The Vulcan FlipStart was a super compact PC, weighing 1.5 pounds (with standard high capacity battery) and the size of a paperback novel (4.5 by 5.9 by 1.6 inches with high capacity battery). FlipStart was the release name for the concept PC Paul Allen showed at CES 2003 and 2004, specifically FlipStart V1.0. The original concept name was Mini-PC.

Its main competition at the time of release was the OQO Model 02. OQO had released the Model 01 at the time the FlipStart was announced 4 years earlier. They were both equipped with QWERTY keyboards and wireless capabilities but the FlipStart was a clamshell (flipped open) versus the OQO which slid up to reveal the keyboard.

== Specifications ==
The FlipStart has a folding 5.9-inch screen with 1024×700 resolution, a 30GB hard drive, built-in Wi-Fi, Bluetooth and batteries capable of running one to three hours on a charge, with extended battery life offering up to four hours. The CPU is a Pentium M ULV processor running at 1.1 GHz, and it has a non-expandable memory of 512MiB. The chipset is the Intel GMA915. A VGA resolution (640 x 480) camera is built in below the screen. The FlipStart also has built in speakers and a microphone.

The devices run the Windows XP and Windows Vista operating systems and as such can run standard PC applications such as Microsoft Office.
It also has a small secondary color display in the lid similar to, but not, Windows SideShow. This is only compatible with Office/Outlook 2003 currently. Its small QWERTY keyboard has backlit buttons, and additional input devices are provided in the form of a touchpad and thumbstick located above the keyboard, a scrollwheel and media navigation buttons on the right side of the unit.

Expansion is possible via a dock connector which connects to a port replicator, offering two USB ports (blocking the single port on the unit), VGA, audio, AC power and Ethernet. A sliding cover on the lid provides access to a "snap on" expansion system. There is one expansion option provided for this, a 3.2Mp (5Mp marketed) add-on camera.
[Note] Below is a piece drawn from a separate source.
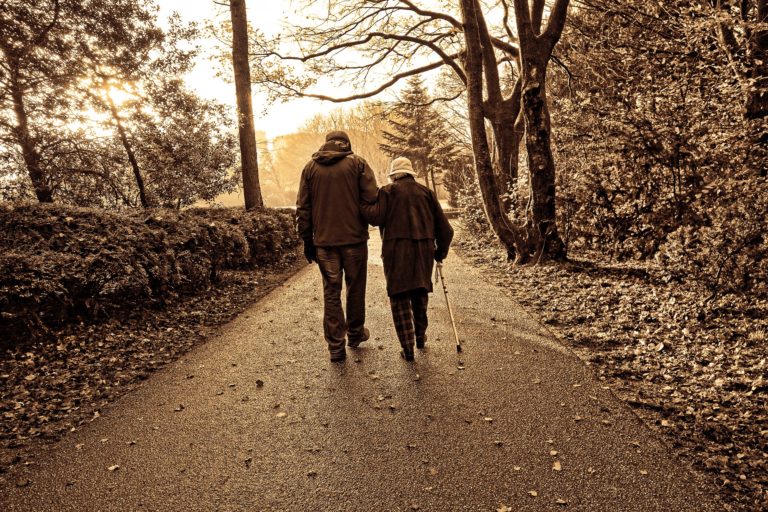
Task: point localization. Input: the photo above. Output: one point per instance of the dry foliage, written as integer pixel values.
(62, 264)
(700, 383)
The expansion cover also provides access to the built in SIM socket.

== Launch ==
The FlipStart was launched in the US on March 27, 2007 at the FlipStart web page for a price of $1999.
The FlipStart (CE marked version) was launched in the UK via distributor Blazepoint on September 10, 2007, for £1449 (excluding VAT).
The US price was reduced to $1499 in September 2007. On January 16, 2008, this price was reduced to $699 (£339.00 ex. VAT in the UK).
In the US the FlipStart primarily shipped with Sierra Sprint Broadband EVDO communications.

In Spring of 2008, FlipStart sold out and no new units were manufactured. The company provided support for one year after that, stopping on March 31, 2009 "due to the low volume of support request and expiration of all warranties."